Vulnerability doesn’t come easily to everyone. As the daughter of a preacher, raised in a family where hard discussions and honesty at the dinner table just didn’t happen, Precious Pepala needed to find an outlet.
“When you don’t find a way of getting negativity out, it comes out in negative ways,” she said. “The only way for me to talk about my feelings was through music. Especially when I was questioning a lot of things about religion and dealing with years and years of pent up guilt because my parents love this thing so much and I don’t. Writing music about it gave me a way to say to my parents ‘I'm not like you’. Music put it into words for me. It was a way to open the door for those difficult conversations to happen.”
The songs on Dark Days are those conversations. From religion to queerness, sexual assault to finding strength again after becoming an independent artist, the EP doesn’t just track Precious’ journey, but is the words she needed to move through it and move past things.

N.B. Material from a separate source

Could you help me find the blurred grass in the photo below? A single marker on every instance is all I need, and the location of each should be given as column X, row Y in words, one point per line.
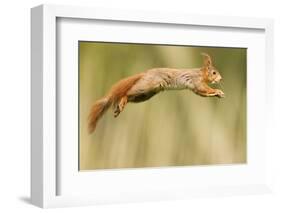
column 174, row 128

After being signed to a major label when she was a teenager, this EP marks a rebirth of Precious Pepala. “I'm older, so I'm a lot more likely to say no to people than I was when I was 16,” she said, “I've got my voice and I know what I want, and I’ve got a vision and I put that into this project.”
Barely five feet tall and barely an adult, wrapped in a look and a life story that is far from the stereotypical expectation in her lane; Precious Pepala takes pride in being underestimated, it reminds her of her power. “I know I've got a small stature, but there's big things that I want to talk about, and there's big ideas that I've got to share with the world,” she said as Dark Days shares the conversations that saved her to an audience she hopes to help too.